The Run3 simulation offers the following features

- **distributed system based on FairMQ** that is splitting event generation, particle transport and IO into separate asyncronous components that can be deployed on different machines

- **sub-event parallelism** making it possible to transport a single big event in a short time and to reduce memory consumption

- **parallelism** independent on transport engine

- **configuration via pre-defined parameter classes and ini/text files**

- **clear separation of transport and digitization** - each phase can be run fully independently

The purpose of the `o2-sim` executable is to simulate the passage of particles emerging from a collision inside the detector and to obtain their effect in terms of energy deposits (called hits) which could be converted into detectable signals. It is the driver executable which will spawn a topology of sub-processes that interact via messages in a distributed system.

* **Quick start example:** A typical (exemplary) invocation is of the form

```o2-sim -n 10 -g pythia8 -e TGeant4 -j 2 --skipModules ZDC,PHS```

which would launch a simulation for 10 pythia8 events on the whole ALICE detector but ZDC and PHOS, using Geant4 on 2 parallel worker processes.

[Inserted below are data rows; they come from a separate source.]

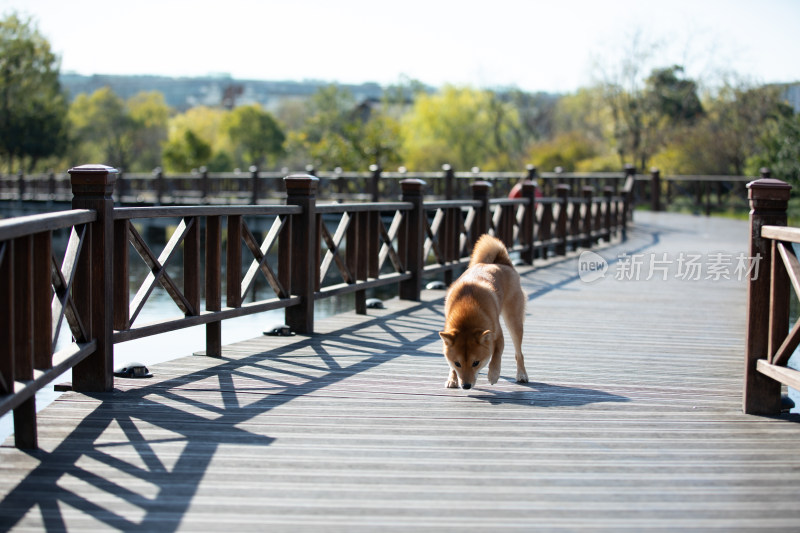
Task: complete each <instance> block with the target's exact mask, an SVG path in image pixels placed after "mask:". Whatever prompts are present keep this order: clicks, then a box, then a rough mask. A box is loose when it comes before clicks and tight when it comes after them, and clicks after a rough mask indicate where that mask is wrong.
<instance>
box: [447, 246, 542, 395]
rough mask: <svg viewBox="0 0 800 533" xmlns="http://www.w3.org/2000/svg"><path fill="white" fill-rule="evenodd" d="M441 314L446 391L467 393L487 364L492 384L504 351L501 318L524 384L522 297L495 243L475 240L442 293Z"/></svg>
mask: <svg viewBox="0 0 800 533" xmlns="http://www.w3.org/2000/svg"><path fill="white" fill-rule="evenodd" d="M444 312H445V323H444V331H441V332H439V336H441V338H442V341H443V343H444V357H445V359H446V360H447V363H448V364H449V365H450V375H449V376H448V378H447V382H446V384H445V386H446V387H450V388H456V387H458V386H459V385H460V386H461V387H463V388H465V389H469V388H472V387H473V386H474V385H475V381H476V380H477V376H478V372H479V371H480V370H481V369H482V368H483V367H485V366H486V365H487V364H488V365H489V374H488V378H489V383H491V384H492V385H494V384H495V383H497V380H498V379H499V378H500V359H501V358H502V356H503V347H504V339H503V330H502V329H501V328H500V316H501V315H502V316H503V319H504V320H505V323H506V327H507V328H508V331H509V333H510V334H511V340H512V341H513V343H514V355H515V358H516V362H517V382H518V383H527V382H528V373H527V372H526V370H525V362H524V360H523V357H522V325H523V322H524V321H525V293H524V292H523V291H522V287H521V285H520V281H519V274H517V271H516V270H515V269H514V266H513V263H512V262H511V259H510V258H509V257H508V251H507V250H506V247H505V246H504V245H503V243H502V242H501V241H500V240H498V239H496V238H494V237H492V236H490V235H482V236H481V237H480V239H478V242H477V243H475V248H474V249H473V250H472V257H471V258H470V263H469V267H468V268H467V270H466V271H465V272H464V273H463V274H462V275H461V276H460V277H459V278H458V279H457V280H456V281H455V282H453V284H452V285H451V286H450V289H449V291H448V292H447V299H446V301H445V306H444Z"/></svg>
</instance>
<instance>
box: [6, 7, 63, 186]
mask: <svg viewBox="0 0 800 533" xmlns="http://www.w3.org/2000/svg"><path fill="white" fill-rule="evenodd" d="M58 72H59V62H58V59H57V57H56V56H55V54H53V52H52V51H51V49H50V43H49V42H48V41H47V40H46V39H45V38H44V37H43V36H42V35H41V34H40V33H39V31H38V30H37V29H36V28H35V27H34V26H33V24H32V23H31V22H30V21H29V20H22V19H20V17H19V16H17V15H16V14H14V15H10V16H7V17H6V18H5V19H3V20H2V21H0V155H2V156H4V157H5V158H6V159H7V165H8V168H9V170H10V171H12V170H13V168H14V163H15V161H17V162H18V163H19V165H20V167H23V166H27V168H28V169H29V170H32V169H33V168H34V167H35V166H36V164H37V163H38V162H39V161H40V160H41V159H43V158H46V157H49V156H53V155H60V154H61V153H63V152H64V151H65V149H66V147H67V129H66V116H67V107H68V106H67V103H66V98H65V97H64V94H63V92H62V91H61V85H60V83H59V81H58ZM26 161H27V165H25V162H26Z"/></svg>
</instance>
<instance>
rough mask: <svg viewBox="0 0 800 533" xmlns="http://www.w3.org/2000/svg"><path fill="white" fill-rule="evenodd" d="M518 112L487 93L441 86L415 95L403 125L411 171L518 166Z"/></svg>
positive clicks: (409, 166)
mask: <svg viewBox="0 0 800 533" xmlns="http://www.w3.org/2000/svg"><path fill="white" fill-rule="evenodd" d="M519 130H520V122H519V116H518V114H517V111H516V109H514V107H513V106H512V105H510V104H508V103H506V102H502V101H500V100H499V98H498V97H497V95H496V94H495V93H493V92H491V91H484V90H476V89H471V88H457V87H453V86H448V87H445V88H444V89H443V90H442V91H441V92H439V93H437V94H433V95H424V94H423V95H419V96H418V97H417V100H416V101H415V102H414V107H413V108H412V110H411V111H410V112H409V114H408V115H406V117H405V118H404V120H403V138H404V140H405V143H404V145H403V147H404V150H403V152H404V154H405V156H406V166H407V167H408V168H410V169H425V170H428V169H431V168H439V167H441V165H443V164H445V163H448V164H450V165H452V166H453V168H460V169H468V168H472V167H474V166H480V167H481V168H483V169H485V170H494V169H501V168H502V169H506V168H509V166H518V165H519V164H520V162H519V160H518V158H519V156H520V154H519V153H518V151H517V149H518V148H519V143H518V142H517V138H518V135H517V132H518V131H519Z"/></svg>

* **Generated output**: The simulation creates the following output files:

| File | Description |

| --------------------- | -------------------------------------------------------------------------------------- |

| `o2sim_Kine.root` | contains kinematics information (primaries and secondaries) and event meta information |

| `o2sim_geometry.root` | contains the ROOT geometry created for simulation |

| `o2sim_grp.root` | special global run parameters (grp) such as field |

| `o2sim_XXXHits.root` | hit file for each participating active detector XXX |

| `o2sim_configuration.ini` | summary of parameter values with which the simulation was done |

* **Main command line options**: The following major options are available (incomplete):

| Option | Description |

| --------------------- | -------------------------------------------------------------------------------------- |

| -h,--help | Prints the list of possible command line options and their default values. |

| -n,--number | The number of events to simulate. |

| -g,--generator | name of a predefined generator template to use (such as pythia8, pythia8hi). Configuration of generations is explained in a dedicated section. |

| -e,--engine | Select the VMC transport engine (TGeant4, TGeant3). |

| -m,--modules | List of modules/geometries to include (default is ALL); example -m PIPE ITS TPC |

| -j,--nworkers | Number of parallel simulation engine workers (default is half the number of hyperthread CPU cores) |

| --chunkSize | Size of a sub-event. This determines how many primary tracks will be sent to a simulation worker to process. |

| --skipModules | List of modules to skip / not to include (precedence over -m) |

| --configFile | A `.ini` file containing a list of (non-default) parameters to configure the simulation run. See section on configurable parameters for more details. |

| --configKeyValues | Like `--configFile` but allowing to set parameters on the command line as a string sequence. Example `--configKeyValues "Stack.pruneKine=false"`. Takes precedence over `--configFile`. Parameters need to be known ConfigurableParams. |

| --seed | The initial seed to (all) random number instances. Default is -1 which leads to random behaviour. |

Digitization, the transformation of hits produced in the transport simulation to electronics detector output, is steered by the `o2-sim-digitizer-workflow` executable.